La strategia dell’appeasement non funzionò nel 1938. La fermezza avrebbe, con alta probabilità, evitato la guerra. Avendo a mente gli attuali conflitti, può funzionare oggi?”. Chiaro, no? Chiaro come il riferimento alle “guerre di conquista”. “Il risultato – ha detto il Presidente – fu l’accentuarsi di un clima di conflitto, anziché di cooperazione, pur nella consapevolezza di dover affrontare e risolvere i problemi a una scala più ampia. Ma, anziché la cooperazione, a prevalere fu il criterio della dominazione. E furono guerre di conquista. Fu questo il progetto del Terzo Reich in Europa… L’odierna aggressione russa all’Ucraina è di questa natura”.
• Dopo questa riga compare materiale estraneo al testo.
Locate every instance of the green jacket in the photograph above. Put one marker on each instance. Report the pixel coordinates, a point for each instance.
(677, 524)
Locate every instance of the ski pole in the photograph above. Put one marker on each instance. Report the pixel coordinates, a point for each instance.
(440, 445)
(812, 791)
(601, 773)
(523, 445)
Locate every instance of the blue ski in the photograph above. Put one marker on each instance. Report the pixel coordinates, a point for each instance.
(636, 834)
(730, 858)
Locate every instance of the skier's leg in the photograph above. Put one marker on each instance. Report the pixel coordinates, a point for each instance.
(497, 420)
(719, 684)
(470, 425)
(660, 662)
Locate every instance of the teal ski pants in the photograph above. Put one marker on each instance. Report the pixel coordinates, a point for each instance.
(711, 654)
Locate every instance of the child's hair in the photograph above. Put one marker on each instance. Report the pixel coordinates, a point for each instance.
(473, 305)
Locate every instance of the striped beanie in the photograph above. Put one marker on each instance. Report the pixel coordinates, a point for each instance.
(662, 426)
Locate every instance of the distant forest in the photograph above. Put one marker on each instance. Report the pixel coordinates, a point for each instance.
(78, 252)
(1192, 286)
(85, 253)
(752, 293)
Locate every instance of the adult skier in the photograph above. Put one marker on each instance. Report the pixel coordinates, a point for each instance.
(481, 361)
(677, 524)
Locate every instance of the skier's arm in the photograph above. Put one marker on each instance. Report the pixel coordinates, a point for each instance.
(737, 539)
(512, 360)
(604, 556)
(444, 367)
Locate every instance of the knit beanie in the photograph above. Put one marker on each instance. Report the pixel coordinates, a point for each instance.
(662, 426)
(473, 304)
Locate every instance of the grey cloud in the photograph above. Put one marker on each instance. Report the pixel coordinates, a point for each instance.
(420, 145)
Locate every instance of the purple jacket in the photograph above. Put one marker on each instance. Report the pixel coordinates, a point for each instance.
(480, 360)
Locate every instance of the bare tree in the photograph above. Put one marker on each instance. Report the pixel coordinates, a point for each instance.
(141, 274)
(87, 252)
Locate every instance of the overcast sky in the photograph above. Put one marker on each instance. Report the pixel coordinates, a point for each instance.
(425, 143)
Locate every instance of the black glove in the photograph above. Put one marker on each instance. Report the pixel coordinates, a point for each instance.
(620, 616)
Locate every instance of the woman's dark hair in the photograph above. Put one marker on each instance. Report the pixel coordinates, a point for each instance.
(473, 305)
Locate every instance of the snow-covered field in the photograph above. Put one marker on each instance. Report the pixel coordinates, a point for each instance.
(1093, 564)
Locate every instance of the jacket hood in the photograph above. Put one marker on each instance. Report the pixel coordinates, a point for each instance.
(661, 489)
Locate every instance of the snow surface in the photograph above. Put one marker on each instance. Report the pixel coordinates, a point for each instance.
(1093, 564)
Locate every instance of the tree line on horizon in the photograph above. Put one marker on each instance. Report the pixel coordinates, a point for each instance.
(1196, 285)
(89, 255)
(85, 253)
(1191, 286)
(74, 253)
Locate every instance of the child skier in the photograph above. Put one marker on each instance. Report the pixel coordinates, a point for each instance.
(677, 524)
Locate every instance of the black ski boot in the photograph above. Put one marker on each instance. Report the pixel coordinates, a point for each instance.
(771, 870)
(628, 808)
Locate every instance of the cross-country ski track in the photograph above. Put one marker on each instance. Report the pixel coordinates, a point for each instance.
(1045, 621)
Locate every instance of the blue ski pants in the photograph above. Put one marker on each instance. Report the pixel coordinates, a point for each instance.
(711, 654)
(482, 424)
Trump e i trumpiani non hanno reagito. Ha invece reagito Vladimir Putin, che per bocca di Maria Zakharova è saltato alla gola del capo dello Stato italiano accusandolo di essersi abbandonato a “paralleli offensivi, scandalosi e palesemente falsi” tra Adolf Hitler e, appunto, il successore di Stalin al Cremlino. Sappiamo che nel 1939, attraverso i rispettivi ministri degli esteri Ribbentrop e Molotov, il Terzo Reich di Hitler e l’Unione delle repubbliche socialiste sovietiche di Stalin firmarono un trattato di non belligeranza. Sappiamo che il “protocollo segreto” di quel trattato prevedeva il riconoscimento delle rispettive acquisizioni territoriali, acquisizioni realizzate con la forza delle armi, sì che l’Urss poté assicurarsi l’annessione della Polonia orientale, dei Paesi Baltici e della Bessarabia per ristabilire i confini dell’Impero zarista, mentre la Germania si vide riconosciute le pretese sulla Polonia occidentale.
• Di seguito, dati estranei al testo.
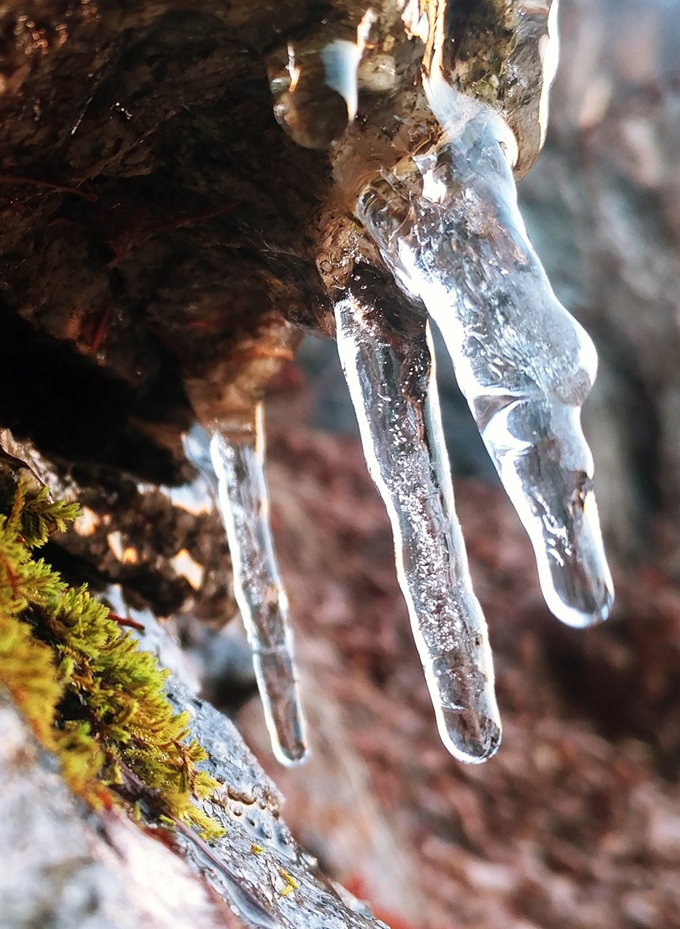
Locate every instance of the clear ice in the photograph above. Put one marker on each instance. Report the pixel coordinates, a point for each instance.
(448, 226)
(233, 463)
(391, 378)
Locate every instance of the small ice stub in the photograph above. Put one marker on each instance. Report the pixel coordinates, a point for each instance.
(232, 460)
(389, 370)
(448, 225)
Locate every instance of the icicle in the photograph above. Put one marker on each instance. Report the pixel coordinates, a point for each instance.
(233, 463)
(450, 229)
(391, 379)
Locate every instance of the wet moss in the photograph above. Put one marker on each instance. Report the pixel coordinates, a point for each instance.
(91, 695)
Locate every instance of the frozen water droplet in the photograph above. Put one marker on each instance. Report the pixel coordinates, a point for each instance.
(316, 92)
(390, 374)
(238, 464)
(450, 229)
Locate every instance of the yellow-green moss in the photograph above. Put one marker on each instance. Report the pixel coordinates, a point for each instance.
(89, 692)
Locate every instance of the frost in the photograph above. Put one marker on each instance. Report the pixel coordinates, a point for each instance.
(234, 467)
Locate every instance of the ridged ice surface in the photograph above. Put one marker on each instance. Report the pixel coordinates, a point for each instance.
(234, 465)
(257, 866)
(448, 226)
(392, 383)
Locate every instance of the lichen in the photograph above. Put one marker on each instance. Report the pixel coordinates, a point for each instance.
(91, 695)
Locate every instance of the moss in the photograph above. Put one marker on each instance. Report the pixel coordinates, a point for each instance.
(89, 692)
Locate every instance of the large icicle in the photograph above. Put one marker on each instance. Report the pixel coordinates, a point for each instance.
(449, 227)
(233, 462)
(391, 378)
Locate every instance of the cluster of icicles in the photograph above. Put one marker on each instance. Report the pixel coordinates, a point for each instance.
(448, 227)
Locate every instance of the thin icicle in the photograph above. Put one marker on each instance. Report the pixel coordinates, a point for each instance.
(234, 465)
(450, 229)
(392, 383)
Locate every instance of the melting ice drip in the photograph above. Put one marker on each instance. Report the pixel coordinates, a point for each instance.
(449, 228)
(233, 464)
(392, 382)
Sappiamo che a rompere quel patto fu la Germania di Hitler, che invase la Russia, obbligando di conseguenza Stalin a schierarsi con le democrazie occidentali. I “28 milioni di morti sacrificati dall’Urss per sconfiggere il Terzo Reich” evocati oggi da Marco Travaglio sul Fatto quotidiano in difesa delle tesi putiniana sono dunque, con tutta evidenza, figli dell’istinto di sopravvivenza di Iosif Stalin, non certo di una sua deliberata strategia antinazista.

Il paragone tra Hitler e Putin fatto da Sergio Mattarella è, pertanto, storicamente fondato. Un parallelo chiaro, chiarissimo. Ad essere poco chiare sono solo le ragioni che hanno indotto il Quirinale e, di conseguenza, i quirinalisti, ad accreditare la tesi del “fraintendimento”.